By the end of November 2018, Stephen Schiff was serving as showrunner and executive producer of the series.[22] Tony Gilroy, who was credited as a co-writer on Rogue One and oversaw extensive reshoots for the film,[23] joined the series by early 2019 when he discussed the first story details with Luna.[1] In July 2019, Rick Famuyiwa was in early talks to direct several episodes after doing the same for the first live-action Star Wars series, The Mandalorian.[24] Gilroy's involvement was revealed that October, when he was set to write the first episode, direct multiple episodes, and work alongside Schiff;[23] Gilroy had officially replaced Schiff as showrunner by April 2020.[4] Six weeks of pre-production for the series had taken place in the United Kingdom by then, but this was halted and production on the series delayed due to the COVID-19 pandemic.[25][26] Pre-production had begun again by September ahead of a planned filming start the next month.

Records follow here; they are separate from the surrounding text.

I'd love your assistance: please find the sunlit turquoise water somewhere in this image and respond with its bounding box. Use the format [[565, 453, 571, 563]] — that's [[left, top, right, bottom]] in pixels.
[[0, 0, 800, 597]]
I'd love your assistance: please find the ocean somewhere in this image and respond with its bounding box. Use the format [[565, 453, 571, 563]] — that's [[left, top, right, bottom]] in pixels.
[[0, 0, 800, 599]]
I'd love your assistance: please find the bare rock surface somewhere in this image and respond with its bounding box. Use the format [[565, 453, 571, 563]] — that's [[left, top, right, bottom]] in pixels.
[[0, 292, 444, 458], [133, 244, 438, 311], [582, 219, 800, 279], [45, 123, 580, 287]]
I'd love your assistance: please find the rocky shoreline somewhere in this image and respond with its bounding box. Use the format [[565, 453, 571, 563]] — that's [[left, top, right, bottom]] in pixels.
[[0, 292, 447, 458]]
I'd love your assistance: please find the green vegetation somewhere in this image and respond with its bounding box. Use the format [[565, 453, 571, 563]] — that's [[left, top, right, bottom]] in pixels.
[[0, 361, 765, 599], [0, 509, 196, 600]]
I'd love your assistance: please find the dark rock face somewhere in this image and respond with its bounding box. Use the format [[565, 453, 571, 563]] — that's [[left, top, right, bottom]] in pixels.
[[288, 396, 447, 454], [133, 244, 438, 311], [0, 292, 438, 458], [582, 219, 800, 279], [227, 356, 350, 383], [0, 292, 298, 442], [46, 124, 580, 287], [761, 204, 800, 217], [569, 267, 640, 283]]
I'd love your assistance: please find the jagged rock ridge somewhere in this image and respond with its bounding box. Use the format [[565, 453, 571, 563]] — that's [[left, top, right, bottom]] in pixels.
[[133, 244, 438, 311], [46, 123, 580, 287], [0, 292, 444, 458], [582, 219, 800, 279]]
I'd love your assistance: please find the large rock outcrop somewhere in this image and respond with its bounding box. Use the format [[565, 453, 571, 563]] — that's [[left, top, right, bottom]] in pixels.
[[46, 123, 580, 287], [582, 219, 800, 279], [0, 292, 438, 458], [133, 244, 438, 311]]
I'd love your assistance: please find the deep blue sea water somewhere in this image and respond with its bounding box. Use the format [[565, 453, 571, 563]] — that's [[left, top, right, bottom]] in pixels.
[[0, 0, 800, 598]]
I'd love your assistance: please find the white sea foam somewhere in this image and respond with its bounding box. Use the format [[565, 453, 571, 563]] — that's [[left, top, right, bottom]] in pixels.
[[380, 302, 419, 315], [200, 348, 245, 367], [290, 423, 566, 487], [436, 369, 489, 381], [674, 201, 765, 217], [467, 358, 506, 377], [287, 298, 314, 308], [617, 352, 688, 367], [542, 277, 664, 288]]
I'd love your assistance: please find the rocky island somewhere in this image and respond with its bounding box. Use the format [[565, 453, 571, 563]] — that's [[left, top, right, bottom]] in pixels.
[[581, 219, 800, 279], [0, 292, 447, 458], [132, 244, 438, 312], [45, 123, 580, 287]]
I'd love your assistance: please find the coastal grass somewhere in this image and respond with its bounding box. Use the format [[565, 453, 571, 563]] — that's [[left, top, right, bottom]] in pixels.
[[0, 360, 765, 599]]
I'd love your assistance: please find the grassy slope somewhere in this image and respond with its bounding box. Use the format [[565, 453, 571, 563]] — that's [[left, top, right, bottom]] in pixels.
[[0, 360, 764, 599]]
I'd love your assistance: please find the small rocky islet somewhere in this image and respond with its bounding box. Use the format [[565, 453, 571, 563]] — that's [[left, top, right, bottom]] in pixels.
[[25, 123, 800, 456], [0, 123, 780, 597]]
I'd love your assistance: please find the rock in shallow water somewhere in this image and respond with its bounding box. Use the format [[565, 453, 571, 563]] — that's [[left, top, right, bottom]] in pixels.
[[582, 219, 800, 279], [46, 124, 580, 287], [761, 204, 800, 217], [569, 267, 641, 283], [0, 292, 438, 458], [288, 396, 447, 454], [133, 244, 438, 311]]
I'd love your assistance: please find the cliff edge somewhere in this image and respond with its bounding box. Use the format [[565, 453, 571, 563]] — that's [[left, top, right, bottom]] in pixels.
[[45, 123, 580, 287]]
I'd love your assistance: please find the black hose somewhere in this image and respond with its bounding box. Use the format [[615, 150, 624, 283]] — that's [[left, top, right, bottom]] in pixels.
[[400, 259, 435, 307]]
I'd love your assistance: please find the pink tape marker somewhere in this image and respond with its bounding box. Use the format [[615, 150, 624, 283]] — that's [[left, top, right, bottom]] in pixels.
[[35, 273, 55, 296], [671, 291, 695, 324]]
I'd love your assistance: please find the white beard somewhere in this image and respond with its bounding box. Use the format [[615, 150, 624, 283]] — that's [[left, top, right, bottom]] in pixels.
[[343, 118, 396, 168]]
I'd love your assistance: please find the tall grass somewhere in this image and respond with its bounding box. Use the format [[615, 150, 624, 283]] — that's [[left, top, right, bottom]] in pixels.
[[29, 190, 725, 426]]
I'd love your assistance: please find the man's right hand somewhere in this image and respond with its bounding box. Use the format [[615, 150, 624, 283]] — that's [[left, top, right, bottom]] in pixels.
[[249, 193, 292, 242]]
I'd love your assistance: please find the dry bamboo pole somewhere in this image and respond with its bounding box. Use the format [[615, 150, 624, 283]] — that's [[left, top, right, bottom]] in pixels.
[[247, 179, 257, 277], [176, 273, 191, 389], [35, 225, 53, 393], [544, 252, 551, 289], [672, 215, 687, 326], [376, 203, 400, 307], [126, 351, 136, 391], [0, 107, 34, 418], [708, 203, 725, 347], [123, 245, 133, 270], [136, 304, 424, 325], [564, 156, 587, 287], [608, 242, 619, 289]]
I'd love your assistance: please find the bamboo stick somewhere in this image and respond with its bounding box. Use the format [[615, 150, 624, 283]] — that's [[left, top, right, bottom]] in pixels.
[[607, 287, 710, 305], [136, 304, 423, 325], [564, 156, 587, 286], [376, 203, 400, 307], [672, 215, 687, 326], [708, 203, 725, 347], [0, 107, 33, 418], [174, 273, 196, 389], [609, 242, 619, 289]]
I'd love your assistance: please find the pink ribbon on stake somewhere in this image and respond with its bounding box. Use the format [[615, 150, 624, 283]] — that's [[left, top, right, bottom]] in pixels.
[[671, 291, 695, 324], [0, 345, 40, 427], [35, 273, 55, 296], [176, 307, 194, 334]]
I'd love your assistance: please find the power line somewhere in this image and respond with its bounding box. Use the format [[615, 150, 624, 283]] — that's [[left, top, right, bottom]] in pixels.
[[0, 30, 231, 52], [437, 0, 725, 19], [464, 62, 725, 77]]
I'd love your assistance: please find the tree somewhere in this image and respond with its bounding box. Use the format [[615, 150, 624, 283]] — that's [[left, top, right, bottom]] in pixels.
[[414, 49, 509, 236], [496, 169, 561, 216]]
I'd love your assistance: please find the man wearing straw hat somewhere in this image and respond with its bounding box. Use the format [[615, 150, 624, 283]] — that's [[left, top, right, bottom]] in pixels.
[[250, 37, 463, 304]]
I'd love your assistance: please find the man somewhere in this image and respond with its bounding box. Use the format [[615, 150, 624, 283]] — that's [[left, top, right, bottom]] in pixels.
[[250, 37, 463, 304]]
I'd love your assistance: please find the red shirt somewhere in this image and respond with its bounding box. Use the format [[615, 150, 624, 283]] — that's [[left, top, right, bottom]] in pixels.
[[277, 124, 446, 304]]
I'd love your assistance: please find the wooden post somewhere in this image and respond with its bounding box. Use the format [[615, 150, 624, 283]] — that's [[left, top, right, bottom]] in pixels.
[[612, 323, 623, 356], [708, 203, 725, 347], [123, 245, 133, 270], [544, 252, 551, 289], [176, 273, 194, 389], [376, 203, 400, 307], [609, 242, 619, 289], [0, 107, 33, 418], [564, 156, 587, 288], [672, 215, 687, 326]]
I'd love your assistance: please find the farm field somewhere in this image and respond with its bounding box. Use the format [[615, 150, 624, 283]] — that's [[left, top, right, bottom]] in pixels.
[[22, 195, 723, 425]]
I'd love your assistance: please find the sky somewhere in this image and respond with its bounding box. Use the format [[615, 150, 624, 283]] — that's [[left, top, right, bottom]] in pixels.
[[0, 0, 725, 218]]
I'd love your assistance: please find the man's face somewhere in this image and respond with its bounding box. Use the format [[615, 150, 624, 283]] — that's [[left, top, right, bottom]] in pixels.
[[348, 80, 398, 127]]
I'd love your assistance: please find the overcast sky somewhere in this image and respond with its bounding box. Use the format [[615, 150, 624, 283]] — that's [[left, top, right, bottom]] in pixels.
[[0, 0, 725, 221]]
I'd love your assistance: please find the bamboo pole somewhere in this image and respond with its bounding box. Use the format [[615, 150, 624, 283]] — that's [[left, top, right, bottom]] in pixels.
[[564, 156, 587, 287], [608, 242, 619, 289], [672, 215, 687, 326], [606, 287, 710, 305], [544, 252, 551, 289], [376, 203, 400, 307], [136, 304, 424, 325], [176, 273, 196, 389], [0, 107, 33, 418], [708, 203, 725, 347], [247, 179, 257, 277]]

At that time, Gilroy, who is based in New York, chose not to travel to the UK for production on the series due to the pandemic, and was therefore unable to direct the series' first episode. Instead, the UK-based Toby Haynes, who was already "high on the list" of potential directors for the series, was hired to direct the first three episodes. Gilroy would remain executive producer and showrunner.[27] Lucasfilm president Kathleen Kennedy announced the series' title, Andor, in December 2020, along with its 2022 release date. Luna was revealed to be executive producing the series, which was set to consist of 12 episodes.[28][29] In February 2021, Ben Caron and Susanna White were set as additional directors.[16][30] Sanne Wohlenberg and Michelle Rejwan also executive produce.[16]

In February 2022, star Stellan Skarsgård indicated that the series would have a second season, with filming for it beginning in late 2022.[31] That April, cinematographer Adriano Goldman said there had originally been plans for the series to last five seasons, but he believed those had changed and it was now expected to last three.[32] At Star Wars Celebration a month later, Lucasfilm confirmed a 12-episode second season.[33] Gilroy explained that the original five-season plan was deemed to be "physically impossible" due to the series' scale,[34] and instead they realized that they could end the series with one more season that led directly into the events of Rogue One.[33][34][35]

Writing

In addition to Gilroy and Schiff, writers for the series include Beau Willimon and Gilroy's brother Dan.[4][17] Gilroy urged his writing team to put aside their personal reverence and nostalgia for Star Wars, fearing that such a reverence could change their behavior and work.[36] Gilroy wanted the series to be accessible to all viewers, not just Star Wars fans, with the hope that those fans would be able to watch the series with their friends and family who are not interested in the rest of the franchise.[2] Luna expressed his excitement at being able to explore the character of Andor further in the series after the bittersweet experience of making Rogue One, in which the character dies.[29] Since Andor is a prequel to the film, Luna said it was "nice to go into a story you already know the ending. Now you can take the nuances and the layers. I think it's fun to do something that isn't just about getting to the end. It's about delaying that."[37] Luna was able to suggest elements of the character's backstory that he had thought of during the filming of Rogue One,[2] and was grateful that Gilroy made the character a refugee.[1] He explained, "It's the journey of a migrant, which to me is everything I come from. That feeling of having to move is behind this story very profoundly".[2] Luna felt that because of this, it was "difficult to find out where he comes from", and felt that Andor wanted to "find the opportunities, the freedom, the chances they don’t find where they’re born".[38]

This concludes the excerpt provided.